KubernetesNodeOutOfPodCapacity

KubernetesNodeOutOfPodCapacity #

Node {{ $labels.node }} is out of pod capacity

Alert Rule
alert: KubernetesNodeOutOfPodCapacity
annotations:
  description: |-
    Node {{ $labels.node }} is out of pod capacity
      VALUE = {{ $value }}
      LABELS = {{ $labels }}    
  runbook: https://srerun.github.io/prometheus-alerts/runbooks/kubestate-exporter/kubernetesnodeoutofpodcapacity/
  summary: Kubernetes Node out of pod capacity (instance {{ $labels.instance }})
expr: sum by (node) ((kube_pod_status_phase{phase="Running"} == 1) + on(uid, instance)
  group_left(node) (0 * kube_pod_info{pod_template_hash=""})) / sum by (node) (kube_node_status_allocatable{resource="pods"})
  * 100 > 90
for: 2m
labels:
  severity: warning

Here is a runbook for the KubernetesNodeOutOfPodCapacity alert:

Meaning #

The KubernetesNodeOutOfPodCapacity alert is triggered when a Kubernetes node is running low on available pod capacity.
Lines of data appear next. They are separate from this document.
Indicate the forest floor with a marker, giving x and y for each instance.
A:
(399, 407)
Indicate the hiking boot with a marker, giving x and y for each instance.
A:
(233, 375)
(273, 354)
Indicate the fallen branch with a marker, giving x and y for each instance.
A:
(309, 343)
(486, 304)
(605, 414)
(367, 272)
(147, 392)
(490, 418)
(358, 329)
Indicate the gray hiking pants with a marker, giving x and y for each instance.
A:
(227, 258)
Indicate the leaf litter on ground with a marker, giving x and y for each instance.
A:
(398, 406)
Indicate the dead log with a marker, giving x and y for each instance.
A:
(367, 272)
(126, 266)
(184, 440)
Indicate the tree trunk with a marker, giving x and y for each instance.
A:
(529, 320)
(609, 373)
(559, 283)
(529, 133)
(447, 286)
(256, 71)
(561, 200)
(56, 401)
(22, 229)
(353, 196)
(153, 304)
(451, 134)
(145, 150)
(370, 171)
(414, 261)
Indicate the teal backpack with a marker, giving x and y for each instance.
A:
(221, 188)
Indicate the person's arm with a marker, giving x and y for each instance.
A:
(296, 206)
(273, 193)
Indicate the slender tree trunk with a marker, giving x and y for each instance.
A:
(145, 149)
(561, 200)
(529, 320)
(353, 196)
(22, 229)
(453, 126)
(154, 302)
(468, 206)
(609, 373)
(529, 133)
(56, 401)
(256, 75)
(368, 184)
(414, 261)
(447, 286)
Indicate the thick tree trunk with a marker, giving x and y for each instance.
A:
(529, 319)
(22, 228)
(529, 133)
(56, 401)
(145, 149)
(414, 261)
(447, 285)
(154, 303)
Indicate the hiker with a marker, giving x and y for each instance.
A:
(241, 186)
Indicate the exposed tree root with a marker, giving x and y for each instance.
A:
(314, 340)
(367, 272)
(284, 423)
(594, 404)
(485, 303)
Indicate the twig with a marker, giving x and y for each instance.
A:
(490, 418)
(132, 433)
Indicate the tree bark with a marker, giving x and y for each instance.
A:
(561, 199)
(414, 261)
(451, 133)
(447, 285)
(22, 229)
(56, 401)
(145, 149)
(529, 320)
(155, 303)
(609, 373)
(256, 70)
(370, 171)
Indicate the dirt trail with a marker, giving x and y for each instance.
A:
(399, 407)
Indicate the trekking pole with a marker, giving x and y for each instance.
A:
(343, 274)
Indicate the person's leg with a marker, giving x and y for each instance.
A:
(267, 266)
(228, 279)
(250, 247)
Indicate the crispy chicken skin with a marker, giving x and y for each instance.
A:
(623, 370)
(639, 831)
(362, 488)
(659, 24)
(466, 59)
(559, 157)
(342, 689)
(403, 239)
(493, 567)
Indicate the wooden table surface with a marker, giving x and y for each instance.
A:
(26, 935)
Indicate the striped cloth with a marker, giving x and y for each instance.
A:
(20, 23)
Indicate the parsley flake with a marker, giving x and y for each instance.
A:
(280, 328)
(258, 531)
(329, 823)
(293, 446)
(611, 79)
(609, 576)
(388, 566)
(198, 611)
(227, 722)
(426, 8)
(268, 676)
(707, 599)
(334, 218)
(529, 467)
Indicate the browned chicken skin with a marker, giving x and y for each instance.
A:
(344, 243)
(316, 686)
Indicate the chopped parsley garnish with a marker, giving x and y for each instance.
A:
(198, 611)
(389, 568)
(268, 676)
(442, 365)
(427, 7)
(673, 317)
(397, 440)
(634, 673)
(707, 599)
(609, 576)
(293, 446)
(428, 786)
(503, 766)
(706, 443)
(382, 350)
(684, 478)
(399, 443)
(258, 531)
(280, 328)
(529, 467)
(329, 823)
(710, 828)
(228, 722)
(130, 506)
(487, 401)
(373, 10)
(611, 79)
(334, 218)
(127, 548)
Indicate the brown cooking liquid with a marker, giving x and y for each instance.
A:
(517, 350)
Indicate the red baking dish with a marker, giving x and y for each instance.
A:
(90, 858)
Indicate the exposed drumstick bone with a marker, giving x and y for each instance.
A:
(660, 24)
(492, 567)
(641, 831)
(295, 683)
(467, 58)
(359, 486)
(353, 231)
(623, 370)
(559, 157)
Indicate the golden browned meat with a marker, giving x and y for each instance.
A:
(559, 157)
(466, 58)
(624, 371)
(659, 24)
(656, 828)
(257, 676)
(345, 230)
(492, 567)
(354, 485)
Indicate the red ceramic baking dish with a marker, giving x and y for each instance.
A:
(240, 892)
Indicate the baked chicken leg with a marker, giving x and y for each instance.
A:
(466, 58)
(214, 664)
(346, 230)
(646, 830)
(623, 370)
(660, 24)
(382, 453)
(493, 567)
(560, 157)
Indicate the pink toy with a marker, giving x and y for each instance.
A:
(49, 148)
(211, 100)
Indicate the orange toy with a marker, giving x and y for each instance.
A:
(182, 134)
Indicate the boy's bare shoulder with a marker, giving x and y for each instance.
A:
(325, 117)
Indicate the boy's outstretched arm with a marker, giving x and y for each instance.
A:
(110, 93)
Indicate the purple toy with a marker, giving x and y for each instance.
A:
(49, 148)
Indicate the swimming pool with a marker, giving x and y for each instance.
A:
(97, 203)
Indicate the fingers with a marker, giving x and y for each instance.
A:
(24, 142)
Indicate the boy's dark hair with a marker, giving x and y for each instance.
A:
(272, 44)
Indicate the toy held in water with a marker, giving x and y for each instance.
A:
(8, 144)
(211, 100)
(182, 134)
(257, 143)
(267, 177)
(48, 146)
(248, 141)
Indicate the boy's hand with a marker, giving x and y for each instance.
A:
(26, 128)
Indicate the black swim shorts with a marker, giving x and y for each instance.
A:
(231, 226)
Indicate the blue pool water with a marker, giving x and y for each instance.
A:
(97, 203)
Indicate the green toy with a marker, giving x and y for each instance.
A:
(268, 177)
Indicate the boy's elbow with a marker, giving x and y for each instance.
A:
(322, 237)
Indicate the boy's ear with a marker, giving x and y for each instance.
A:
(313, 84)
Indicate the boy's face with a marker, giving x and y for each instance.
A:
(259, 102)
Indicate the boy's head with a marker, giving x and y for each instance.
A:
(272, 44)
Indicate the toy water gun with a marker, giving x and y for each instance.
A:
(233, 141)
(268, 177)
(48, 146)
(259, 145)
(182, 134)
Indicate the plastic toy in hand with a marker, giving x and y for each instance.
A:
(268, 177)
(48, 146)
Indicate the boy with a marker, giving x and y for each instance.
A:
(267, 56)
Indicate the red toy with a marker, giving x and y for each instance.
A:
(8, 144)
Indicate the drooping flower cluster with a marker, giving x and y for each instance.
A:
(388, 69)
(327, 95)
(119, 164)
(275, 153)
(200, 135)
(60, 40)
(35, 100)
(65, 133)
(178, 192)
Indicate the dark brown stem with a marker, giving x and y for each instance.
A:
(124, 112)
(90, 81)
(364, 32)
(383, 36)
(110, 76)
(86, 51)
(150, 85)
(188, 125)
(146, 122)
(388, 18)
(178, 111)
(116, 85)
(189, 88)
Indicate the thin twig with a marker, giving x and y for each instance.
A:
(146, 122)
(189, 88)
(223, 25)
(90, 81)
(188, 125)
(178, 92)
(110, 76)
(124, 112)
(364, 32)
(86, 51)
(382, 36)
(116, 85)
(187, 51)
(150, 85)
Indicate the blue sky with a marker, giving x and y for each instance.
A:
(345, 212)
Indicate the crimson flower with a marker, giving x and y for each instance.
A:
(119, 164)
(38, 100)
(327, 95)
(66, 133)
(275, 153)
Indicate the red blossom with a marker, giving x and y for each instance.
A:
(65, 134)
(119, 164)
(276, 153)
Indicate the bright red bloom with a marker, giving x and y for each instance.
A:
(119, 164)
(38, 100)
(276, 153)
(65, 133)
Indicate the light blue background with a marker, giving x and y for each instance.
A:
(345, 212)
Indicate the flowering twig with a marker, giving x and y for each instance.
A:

This means that the node is almost out of resources to schedule new pods, which can lead to pod failures and decreased cluster availability.

Impact #

If left unaddressed, this alert can have significant impacts on the availability and reliability of the Kubernetes cluster. Some possible consequences include:

  • Pod failures and restarts
  • Decreased cluster performance and responsiveness
  • Increased latency and error rates
  • Potential for cascading failures and outage

Diagnosis #

To diagnose the issue, follow these steps:

  1. Identify the affected node(s) using the node label in the alert.
  2. Check the node’s current resource utilization using kubectl top node <node_name> or a similar command.
  3. Verify that the node is not experiencing any hardware or software issues that could be contributing to the capacity issue.
  4. Review the pod scheduling and deployment strategies to ensure they are efficient and not causing unnecessary pod churn.
  5. Check the node’s allocatable resources using kubectl describe node <node_name> | grep Allocatable.

Mitigation #

To mitigate the issue, follow these steps:

  1. Scale up the node by adding more resources (e.g., increase the number of available pods) or upgrading the node’s hardware.
  2. Identify and terminate any unused or unnecessary pods to free up resources.
  3. Implement pod disruption budgets to ensure that critical pods are not terminated during maintenance or upgrades.
  4. Review and optimize pod resource requests and limits to ensure efficient resource utilization.
  5. Consider implementing a cluster autoscaler to dynamically adjust node capacity based on demand.

Note: The specific mitigation steps may vary depending on the cluster configuration, deployment strategy, and application requirements. The runbook should be reviewed and updated accordingly.